Rule-based escalation: Certain keywords, topics, or customer types automatically trigger escalation regardless of the agent's confidence (e.g., legal threats, safety concerns, VIP customers).
Timeout escalation: If an agent fails to resolve the task within a specified number of turns or time limit, escalate automatically.
Explicit model request: The agent's instructions tell it to escalate when it encounters situations outside its training or tools.

Fallback Mechanisms

Fallbacks handle the case where a specialist agent fails — it crashes, returns an error, or produces output that fails validation. Effective fallback strategies include:

Retry with the same agent: For transient errors (API timeout, rate limit), retry the same agent with the same context.
Fall back to a general agent: If a specialist fails, route to a generalist that can provide a basic response rather than leaving the user without any answer.
Fall back to a human: For critical workflows where automated fallbacks are insufficient, create a ticket or notification for human review.
Graceful degradation: Return a partial result with a clear explanation of what couldn't be completed, rather than returning nothing.

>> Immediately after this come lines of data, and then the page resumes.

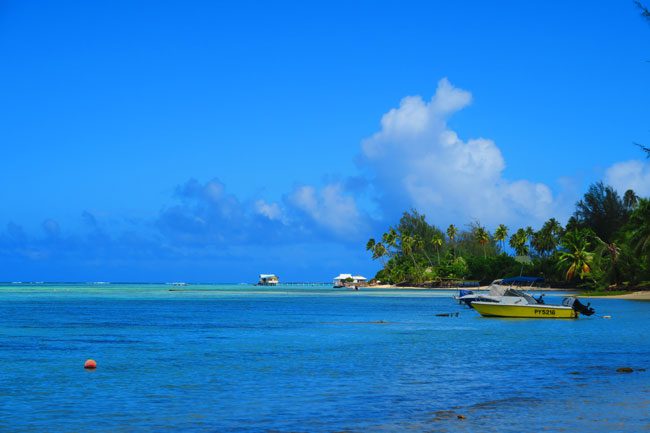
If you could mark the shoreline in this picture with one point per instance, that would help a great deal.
(633, 296)
(480, 288)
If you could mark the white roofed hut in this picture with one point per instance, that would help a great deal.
(349, 280)
(268, 280)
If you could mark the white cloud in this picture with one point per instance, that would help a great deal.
(634, 175)
(329, 208)
(272, 211)
(416, 160)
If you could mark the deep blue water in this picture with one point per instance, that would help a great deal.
(305, 359)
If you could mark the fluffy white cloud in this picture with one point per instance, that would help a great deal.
(272, 211)
(416, 160)
(329, 208)
(634, 175)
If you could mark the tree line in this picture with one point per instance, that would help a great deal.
(604, 245)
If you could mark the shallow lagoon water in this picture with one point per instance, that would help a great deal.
(310, 359)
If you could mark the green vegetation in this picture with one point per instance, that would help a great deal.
(605, 246)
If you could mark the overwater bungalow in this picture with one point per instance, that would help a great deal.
(268, 280)
(348, 280)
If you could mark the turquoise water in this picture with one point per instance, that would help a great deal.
(310, 359)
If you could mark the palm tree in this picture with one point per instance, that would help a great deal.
(452, 231)
(483, 237)
(640, 227)
(576, 254)
(518, 242)
(420, 245)
(379, 252)
(500, 235)
(630, 199)
(437, 243)
(407, 247)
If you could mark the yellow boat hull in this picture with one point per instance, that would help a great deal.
(493, 309)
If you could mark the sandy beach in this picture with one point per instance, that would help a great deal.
(634, 296)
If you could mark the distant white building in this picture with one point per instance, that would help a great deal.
(268, 280)
(350, 280)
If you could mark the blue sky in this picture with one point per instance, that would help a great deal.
(212, 141)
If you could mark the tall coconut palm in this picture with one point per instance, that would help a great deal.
(518, 242)
(640, 227)
(452, 231)
(630, 199)
(407, 247)
(421, 246)
(370, 245)
(379, 252)
(437, 243)
(500, 235)
(482, 237)
(576, 254)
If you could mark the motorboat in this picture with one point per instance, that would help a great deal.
(500, 290)
(526, 306)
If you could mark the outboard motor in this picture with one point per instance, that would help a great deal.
(578, 306)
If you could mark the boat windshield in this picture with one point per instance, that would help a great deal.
(514, 292)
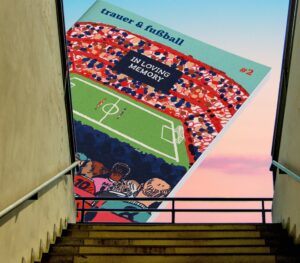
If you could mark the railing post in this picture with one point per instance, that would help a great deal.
(173, 211)
(263, 211)
(82, 211)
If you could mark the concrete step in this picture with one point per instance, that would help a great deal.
(162, 259)
(166, 234)
(161, 250)
(178, 227)
(161, 242)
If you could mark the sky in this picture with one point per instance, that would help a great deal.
(238, 165)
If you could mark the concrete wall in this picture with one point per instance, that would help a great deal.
(286, 208)
(33, 132)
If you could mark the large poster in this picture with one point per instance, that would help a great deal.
(148, 103)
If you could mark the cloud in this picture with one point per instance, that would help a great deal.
(237, 165)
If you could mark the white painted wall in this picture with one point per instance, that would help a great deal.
(286, 206)
(34, 143)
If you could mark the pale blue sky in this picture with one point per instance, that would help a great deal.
(252, 29)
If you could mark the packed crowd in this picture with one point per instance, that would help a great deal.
(203, 98)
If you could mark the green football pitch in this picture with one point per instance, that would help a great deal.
(144, 128)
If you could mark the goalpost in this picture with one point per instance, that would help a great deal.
(167, 134)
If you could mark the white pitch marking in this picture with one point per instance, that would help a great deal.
(125, 136)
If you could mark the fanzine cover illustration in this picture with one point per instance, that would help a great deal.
(147, 102)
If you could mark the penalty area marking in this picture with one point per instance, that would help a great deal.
(176, 158)
(110, 111)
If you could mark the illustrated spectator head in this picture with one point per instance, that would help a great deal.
(156, 188)
(93, 169)
(81, 157)
(119, 171)
(127, 187)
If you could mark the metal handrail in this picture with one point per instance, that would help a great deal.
(286, 170)
(37, 190)
(174, 210)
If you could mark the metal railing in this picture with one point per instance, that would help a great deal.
(282, 168)
(173, 210)
(37, 190)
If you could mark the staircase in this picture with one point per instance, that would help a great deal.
(209, 243)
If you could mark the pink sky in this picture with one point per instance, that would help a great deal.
(238, 164)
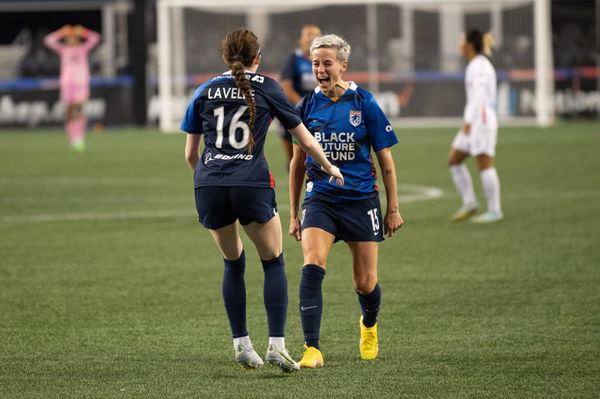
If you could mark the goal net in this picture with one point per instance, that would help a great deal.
(406, 52)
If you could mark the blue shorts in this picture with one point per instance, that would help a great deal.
(358, 220)
(221, 206)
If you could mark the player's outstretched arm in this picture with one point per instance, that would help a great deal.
(309, 145)
(296, 177)
(192, 144)
(392, 220)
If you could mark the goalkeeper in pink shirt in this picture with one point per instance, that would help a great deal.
(73, 44)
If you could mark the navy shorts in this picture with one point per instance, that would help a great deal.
(221, 206)
(358, 220)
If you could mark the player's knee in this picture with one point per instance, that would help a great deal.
(365, 284)
(315, 259)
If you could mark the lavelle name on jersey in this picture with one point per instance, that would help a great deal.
(226, 93)
(337, 146)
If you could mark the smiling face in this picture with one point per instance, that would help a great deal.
(328, 69)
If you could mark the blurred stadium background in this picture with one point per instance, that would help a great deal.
(110, 288)
(405, 51)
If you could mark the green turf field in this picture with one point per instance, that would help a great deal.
(110, 288)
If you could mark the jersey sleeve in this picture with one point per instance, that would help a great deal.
(191, 122)
(300, 111)
(379, 128)
(289, 68)
(281, 107)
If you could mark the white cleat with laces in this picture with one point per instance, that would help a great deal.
(247, 357)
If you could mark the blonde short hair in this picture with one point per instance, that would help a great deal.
(333, 42)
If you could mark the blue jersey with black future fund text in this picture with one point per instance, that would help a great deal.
(347, 129)
(218, 111)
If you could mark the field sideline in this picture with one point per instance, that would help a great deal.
(110, 288)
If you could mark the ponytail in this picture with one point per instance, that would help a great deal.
(237, 70)
(240, 49)
(488, 43)
(482, 43)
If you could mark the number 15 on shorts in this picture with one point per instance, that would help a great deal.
(374, 220)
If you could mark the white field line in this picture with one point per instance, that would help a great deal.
(415, 193)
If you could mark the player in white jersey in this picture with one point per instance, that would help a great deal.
(479, 132)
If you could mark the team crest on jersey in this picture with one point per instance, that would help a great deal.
(355, 117)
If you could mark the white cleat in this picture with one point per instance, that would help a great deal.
(281, 358)
(488, 217)
(247, 357)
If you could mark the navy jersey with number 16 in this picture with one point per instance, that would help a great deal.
(218, 111)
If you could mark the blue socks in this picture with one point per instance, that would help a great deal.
(311, 303)
(369, 305)
(234, 295)
(275, 295)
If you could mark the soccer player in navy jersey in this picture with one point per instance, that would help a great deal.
(297, 78)
(347, 122)
(233, 182)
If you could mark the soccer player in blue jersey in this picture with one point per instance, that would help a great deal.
(233, 182)
(347, 122)
(297, 78)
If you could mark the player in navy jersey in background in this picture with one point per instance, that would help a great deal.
(232, 182)
(297, 78)
(348, 123)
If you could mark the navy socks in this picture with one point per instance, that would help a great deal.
(275, 295)
(369, 305)
(234, 295)
(311, 303)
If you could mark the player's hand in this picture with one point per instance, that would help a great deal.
(335, 174)
(295, 230)
(392, 222)
(467, 128)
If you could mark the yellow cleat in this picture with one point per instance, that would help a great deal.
(369, 343)
(312, 358)
(465, 212)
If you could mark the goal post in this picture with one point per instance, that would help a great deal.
(404, 51)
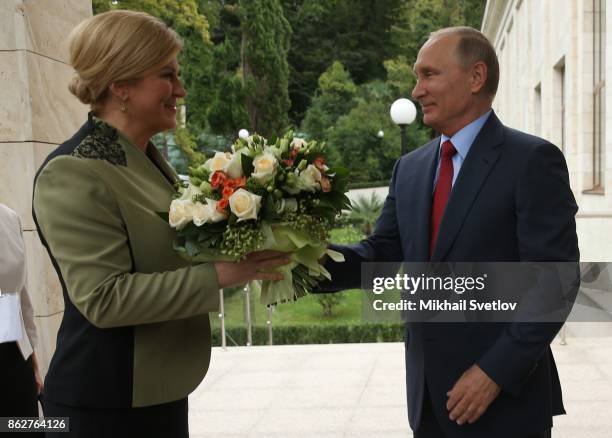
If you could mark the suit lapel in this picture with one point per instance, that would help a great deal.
(417, 191)
(480, 160)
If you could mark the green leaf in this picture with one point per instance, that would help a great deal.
(192, 248)
(247, 164)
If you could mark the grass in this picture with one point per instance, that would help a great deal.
(306, 310)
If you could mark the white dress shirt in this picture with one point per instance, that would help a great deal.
(13, 280)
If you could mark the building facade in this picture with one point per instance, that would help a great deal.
(37, 112)
(553, 62)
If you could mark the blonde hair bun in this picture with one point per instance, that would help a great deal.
(117, 46)
(81, 90)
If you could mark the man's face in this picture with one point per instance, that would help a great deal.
(443, 87)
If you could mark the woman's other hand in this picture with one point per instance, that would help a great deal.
(257, 266)
(40, 387)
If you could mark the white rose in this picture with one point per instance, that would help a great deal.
(274, 151)
(286, 204)
(181, 213)
(218, 162)
(190, 192)
(309, 178)
(244, 204)
(298, 143)
(201, 214)
(264, 167)
(234, 166)
(213, 215)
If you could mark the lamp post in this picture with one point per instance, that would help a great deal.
(403, 113)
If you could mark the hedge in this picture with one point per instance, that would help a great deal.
(369, 184)
(315, 334)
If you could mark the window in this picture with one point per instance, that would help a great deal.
(599, 96)
(537, 110)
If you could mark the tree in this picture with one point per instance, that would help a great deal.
(185, 18)
(365, 212)
(329, 301)
(354, 32)
(416, 19)
(333, 98)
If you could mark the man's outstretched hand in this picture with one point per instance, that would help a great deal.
(471, 396)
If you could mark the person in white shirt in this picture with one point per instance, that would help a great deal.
(20, 378)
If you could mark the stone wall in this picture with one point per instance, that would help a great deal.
(37, 112)
(538, 43)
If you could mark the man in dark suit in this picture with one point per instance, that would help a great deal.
(480, 192)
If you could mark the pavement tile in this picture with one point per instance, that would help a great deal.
(303, 421)
(357, 390)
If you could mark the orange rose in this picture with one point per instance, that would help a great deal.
(319, 163)
(227, 191)
(325, 184)
(222, 205)
(218, 179)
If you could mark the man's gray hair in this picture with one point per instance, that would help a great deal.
(473, 47)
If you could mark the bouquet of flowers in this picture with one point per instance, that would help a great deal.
(279, 196)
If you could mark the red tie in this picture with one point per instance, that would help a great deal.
(442, 191)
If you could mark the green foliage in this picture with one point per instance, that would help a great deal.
(328, 302)
(416, 19)
(365, 212)
(332, 67)
(316, 334)
(355, 140)
(333, 98)
(346, 235)
(354, 32)
(265, 44)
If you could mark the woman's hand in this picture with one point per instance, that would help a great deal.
(257, 266)
(40, 387)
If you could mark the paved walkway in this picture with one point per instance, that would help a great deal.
(357, 390)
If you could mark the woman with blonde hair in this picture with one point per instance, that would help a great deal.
(135, 335)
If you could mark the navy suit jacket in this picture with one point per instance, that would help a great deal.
(510, 202)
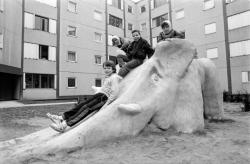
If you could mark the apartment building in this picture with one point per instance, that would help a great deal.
(10, 49)
(55, 48)
(238, 14)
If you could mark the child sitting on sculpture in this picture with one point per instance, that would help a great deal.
(134, 54)
(107, 93)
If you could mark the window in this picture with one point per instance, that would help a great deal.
(1, 5)
(110, 43)
(29, 20)
(72, 6)
(71, 82)
(143, 27)
(113, 58)
(98, 15)
(52, 26)
(98, 82)
(116, 3)
(52, 53)
(179, 14)
(154, 42)
(71, 56)
(130, 26)
(210, 28)
(39, 80)
(143, 9)
(31, 51)
(1, 41)
(43, 52)
(48, 2)
(158, 20)
(229, 1)
(130, 9)
(41, 23)
(158, 3)
(239, 20)
(1, 45)
(98, 60)
(245, 77)
(71, 31)
(208, 4)
(212, 53)
(98, 37)
(115, 21)
(35, 51)
(240, 48)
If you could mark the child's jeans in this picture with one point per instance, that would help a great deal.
(83, 109)
(129, 66)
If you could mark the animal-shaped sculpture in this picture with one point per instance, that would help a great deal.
(171, 89)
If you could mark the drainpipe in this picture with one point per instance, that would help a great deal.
(57, 78)
(22, 53)
(229, 80)
(150, 26)
(124, 18)
(106, 28)
(170, 11)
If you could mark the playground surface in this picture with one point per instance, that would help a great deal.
(219, 142)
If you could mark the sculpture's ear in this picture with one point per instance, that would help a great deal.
(174, 56)
(130, 109)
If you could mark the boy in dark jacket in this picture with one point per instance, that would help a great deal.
(168, 32)
(135, 54)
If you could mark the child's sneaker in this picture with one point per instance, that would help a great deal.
(55, 118)
(59, 127)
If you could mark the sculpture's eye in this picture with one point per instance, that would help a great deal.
(155, 77)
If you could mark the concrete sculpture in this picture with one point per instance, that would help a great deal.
(172, 89)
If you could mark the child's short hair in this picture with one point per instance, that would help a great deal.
(136, 31)
(110, 63)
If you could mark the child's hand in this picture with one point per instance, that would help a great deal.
(120, 52)
(96, 89)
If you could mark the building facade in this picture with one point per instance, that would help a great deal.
(59, 45)
(11, 49)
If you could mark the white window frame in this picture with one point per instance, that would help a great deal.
(72, 60)
(52, 3)
(208, 30)
(239, 20)
(154, 42)
(98, 56)
(52, 26)
(207, 2)
(240, 48)
(1, 41)
(31, 51)
(68, 29)
(52, 53)
(131, 26)
(95, 38)
(100, 80)
(141, 8)
(141, 27)
(179, 14)
(110, 37)
(212, 53)
(245, 76)
(96, 16)
(71, 2)
(132, 10)
(29, 20)
(68, 82)
(110, 2)
(1, 5)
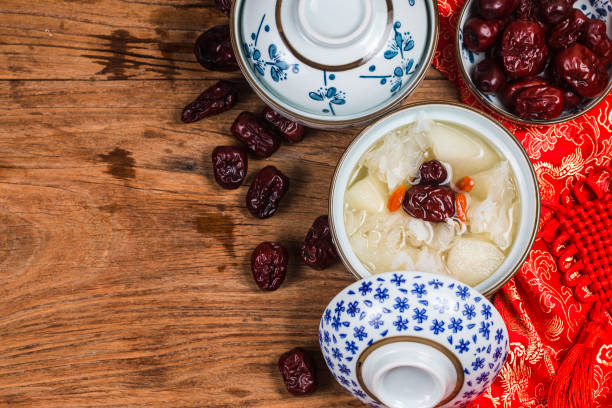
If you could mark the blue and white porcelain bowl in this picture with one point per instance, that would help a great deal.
(413, 340)
(467, 59)
(334, 63)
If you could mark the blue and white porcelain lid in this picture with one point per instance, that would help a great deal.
(334, 63)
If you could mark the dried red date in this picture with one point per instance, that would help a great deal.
(492, 9)
(488, 76)
(479, 34)
(570, 99)
(214, 51)
(527, 10)
(539, 102)
(581, 69)
(225, 6)
(298, 370)
(432, 172)
(510, 91)
(216, 99)
(568, 31)
(229, 166)
(269, 265)
(554, 11)
(524, 49)
(266, 191)
(292, 131)
(429, 203)
(595, 37)
(318, 250)
(255, 134)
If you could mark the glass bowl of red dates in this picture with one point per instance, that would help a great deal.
(536, 62)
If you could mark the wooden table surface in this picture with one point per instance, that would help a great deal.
(124, 268)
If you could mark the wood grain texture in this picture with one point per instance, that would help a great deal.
(124, 269)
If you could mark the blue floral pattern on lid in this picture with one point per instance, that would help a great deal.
(428, 306)
(312, 87)
(278, 67)
(398, 48)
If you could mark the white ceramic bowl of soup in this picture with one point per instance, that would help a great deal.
(483, 127)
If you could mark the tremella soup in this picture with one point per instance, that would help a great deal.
(435, 197)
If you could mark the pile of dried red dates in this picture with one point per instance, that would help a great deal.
(260, 136)
(542, 56)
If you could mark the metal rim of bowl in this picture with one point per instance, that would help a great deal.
(398, 99)
(504, 113)
(520, 261)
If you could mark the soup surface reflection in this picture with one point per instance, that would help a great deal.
(392, 199)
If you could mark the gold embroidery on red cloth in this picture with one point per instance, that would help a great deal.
(554, 328)
(604, 356)
(514, 377)
(541, 266)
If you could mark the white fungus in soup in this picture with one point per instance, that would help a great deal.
(469, 245)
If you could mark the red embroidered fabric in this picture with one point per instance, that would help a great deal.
(543, 316)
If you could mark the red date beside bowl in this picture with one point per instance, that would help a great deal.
(290, 130)
(318, 250)
(269, 265)
(255, 133)
(298, 370)
(266, 191)
(229, 166)
(214, 51)
(218, 98)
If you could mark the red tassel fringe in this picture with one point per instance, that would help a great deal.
(573, 386)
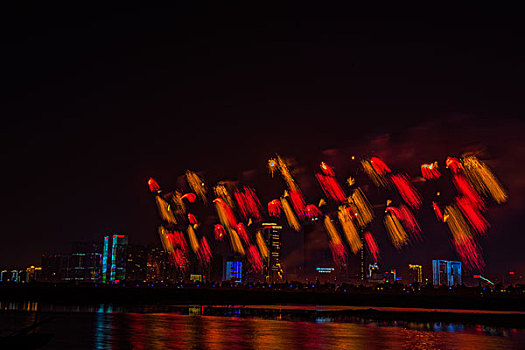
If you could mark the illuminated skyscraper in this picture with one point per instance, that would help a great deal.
(446, 272)
(272, 235)
(114, 258)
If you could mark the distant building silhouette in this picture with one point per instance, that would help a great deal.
(446, 272)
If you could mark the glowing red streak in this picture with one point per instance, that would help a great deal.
(331, 187)
(327, 170)
(437, 210)
(204, 253)
(191, 197)
(466, 189)
(249, 205)
(371, 245)
(454, 165)
(407, 219)
(192, 219)
(429, 171)
(220, 232)
(298, 202)
(407, 190)
(338, 252)
(274, 208)
(312, 211)
(153, 185)
(473, 215)
(255, 258)
(379, 166)
(241, 230)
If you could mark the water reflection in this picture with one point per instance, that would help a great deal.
(108, 327)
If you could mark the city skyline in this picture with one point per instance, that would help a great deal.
(80, 146)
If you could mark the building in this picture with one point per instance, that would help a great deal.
(85, 267)
(136, 265)
(446, 272)
(415, 273)
(233, 271)
(271, 233)
(114, 258)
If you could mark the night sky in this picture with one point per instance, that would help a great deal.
(96, 100)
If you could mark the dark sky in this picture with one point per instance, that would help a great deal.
(96, 100)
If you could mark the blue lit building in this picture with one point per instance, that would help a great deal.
(114, 258)
(446, 273)
(233, 271)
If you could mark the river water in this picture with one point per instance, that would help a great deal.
(198, 327)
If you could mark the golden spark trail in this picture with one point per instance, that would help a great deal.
(365, 215)
(396, 231)
(290, 216)
(262, 245)
(483, 179)
(165, 211)
(196, 184)
(194, 243)
(352, 236)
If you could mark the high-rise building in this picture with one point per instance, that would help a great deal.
(416, 273)
(233, 271)
(136, 269)
(446, 272)
(114, 258)
(272, 235)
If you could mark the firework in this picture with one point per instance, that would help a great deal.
(274, 208)
(262, 245)
(483, 179)
(331, 187)
(219, 232)
(466, 190)
(290, 216)
(371, 245)
(379, 166)
(364, 213)
(407, 219)
(430, 171)
(407, 190)
(180, 207)
(248, 203)
(192, 219)
(241, 230)
(437, 210)
(196, 184)
(465, 245)
(454, 165)
(222, 192)
(204, 253)
(255, 258)
(473, 215)
(178, 241)
(338, 252)
(298, 203)
(236, 242)
(378, 180)
(327, 170)
(332, 231)
(395, 230)
(165, 210)
(194, 243)
(349, 229)
(153, 185)
(226, 215)
(312, 211)
(190, 197)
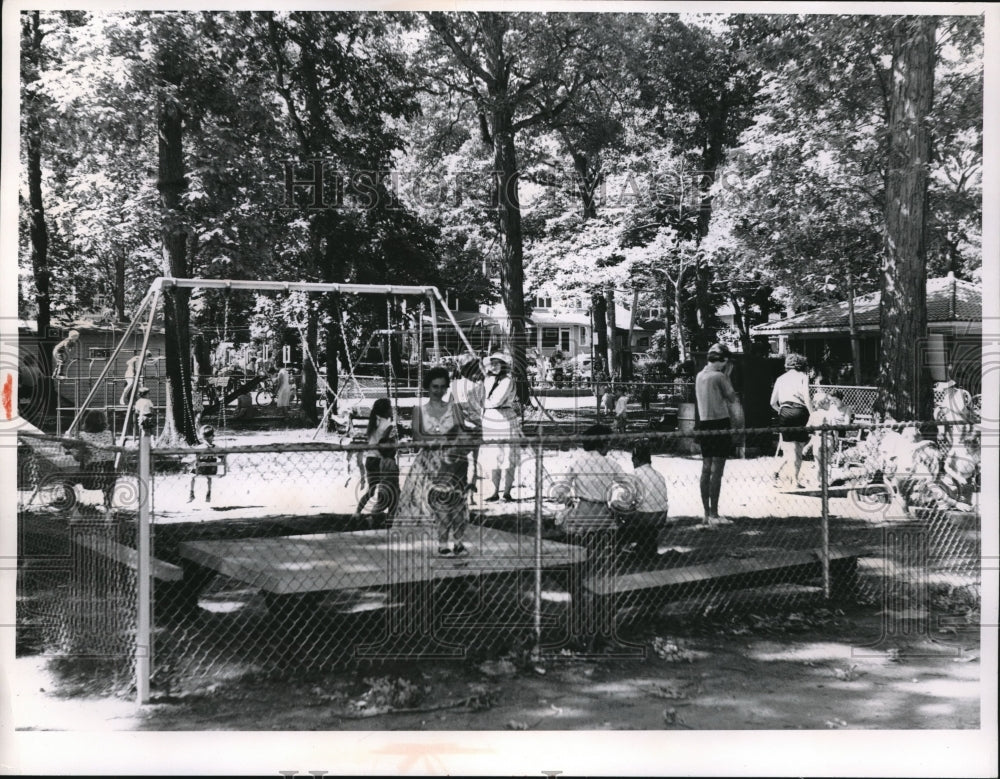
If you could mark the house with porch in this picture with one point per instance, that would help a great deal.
(954, 335)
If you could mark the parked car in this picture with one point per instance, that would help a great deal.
(580, 368)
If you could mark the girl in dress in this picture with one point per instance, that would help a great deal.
(381, 430)
(435, 487)
(499, 424)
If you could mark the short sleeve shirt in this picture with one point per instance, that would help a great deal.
(714, 393)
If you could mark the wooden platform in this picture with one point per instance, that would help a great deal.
(719, 569)
(324, 562)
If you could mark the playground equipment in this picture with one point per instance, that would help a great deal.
(349, 393)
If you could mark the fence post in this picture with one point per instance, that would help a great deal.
(539, 486)
(143, 644)
(825, 500)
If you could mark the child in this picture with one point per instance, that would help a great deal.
(608, 400)
(144, 411)
(447, 496)
(639, 526)
(621, 411)
(387, 489)
(380, 429)
(205, 464)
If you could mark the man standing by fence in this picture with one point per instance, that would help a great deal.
(714, 394)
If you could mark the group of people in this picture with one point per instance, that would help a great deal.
(469, 420)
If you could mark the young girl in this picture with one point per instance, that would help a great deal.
(381, 430)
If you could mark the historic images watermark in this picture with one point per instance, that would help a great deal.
(319, 184)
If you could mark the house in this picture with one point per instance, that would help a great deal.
(954, 337)
(97, 342)
(564, 324)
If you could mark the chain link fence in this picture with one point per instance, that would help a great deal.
(77, 591)
(290, 558)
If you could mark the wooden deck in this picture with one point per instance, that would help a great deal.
(325, 562)
(716, 570)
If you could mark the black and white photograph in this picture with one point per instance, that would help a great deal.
(544, 389)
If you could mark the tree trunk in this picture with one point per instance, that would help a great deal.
(682, 336)
(599, 309)
(31, 40)
(903, 381)
(309, 377)
(121, 260)
(512, 247)
(741, 324)
(179, 422)
(614, 367)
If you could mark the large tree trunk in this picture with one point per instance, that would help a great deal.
(31, 41)
(509, 204)
(179, 423)
(903, 380)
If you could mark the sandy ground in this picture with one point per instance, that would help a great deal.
(810, 670)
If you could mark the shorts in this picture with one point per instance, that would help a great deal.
(714, 445)
(793, 415)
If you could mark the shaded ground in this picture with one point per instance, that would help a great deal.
(811, 669)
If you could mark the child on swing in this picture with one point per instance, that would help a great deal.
(205, 463)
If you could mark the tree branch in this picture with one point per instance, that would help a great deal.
(438, 21)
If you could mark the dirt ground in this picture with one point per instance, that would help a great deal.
(807, 667)
(817, 668)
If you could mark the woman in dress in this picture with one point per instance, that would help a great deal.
(500, 424)
(790, 401)
(283, 389)
(467, 395)
(435, 487)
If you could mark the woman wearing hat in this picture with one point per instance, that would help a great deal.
(500, 424)
(791, 402)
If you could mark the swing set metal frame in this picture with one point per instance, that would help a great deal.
(148, 306)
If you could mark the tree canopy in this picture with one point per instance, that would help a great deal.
(697, 159)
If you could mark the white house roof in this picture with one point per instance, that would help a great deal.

Exam Tip: Multi-agent handoff questions test your understanding of context management. A common scenario describes a system where context is lost during handoff, causing the receiving agent to ask the customer to repeat information. The correct answer involves including conversation history or a structured summary in the handoff payload. Another common pattern: the exam asks what to do when a customer has multiple issue types (billing + technical) — do you hand off to one specialist, handle sequentially, or create a meta-agent that coordinates?

Key Takeaways

Handoff quality depends on context transfer. Include conversation history, task context, classification metadata, and constraints. Decide what to include verbatim vs. summarize based on context window budget and information density.

The Agent SDK handles handoffs natively through the handoffs parameter. Control transfers to the receiving agent with the full conversation context.

Use the conversation history as primary state for simplicity. For complex multi-agent state, use an external store accessible via tools — but keep it simple.

Design escalation and fallback patterns for every agent. Confidence-based escalation, timeout limits, and graceful degradation ensure the system remains reliable even when individual agents fail.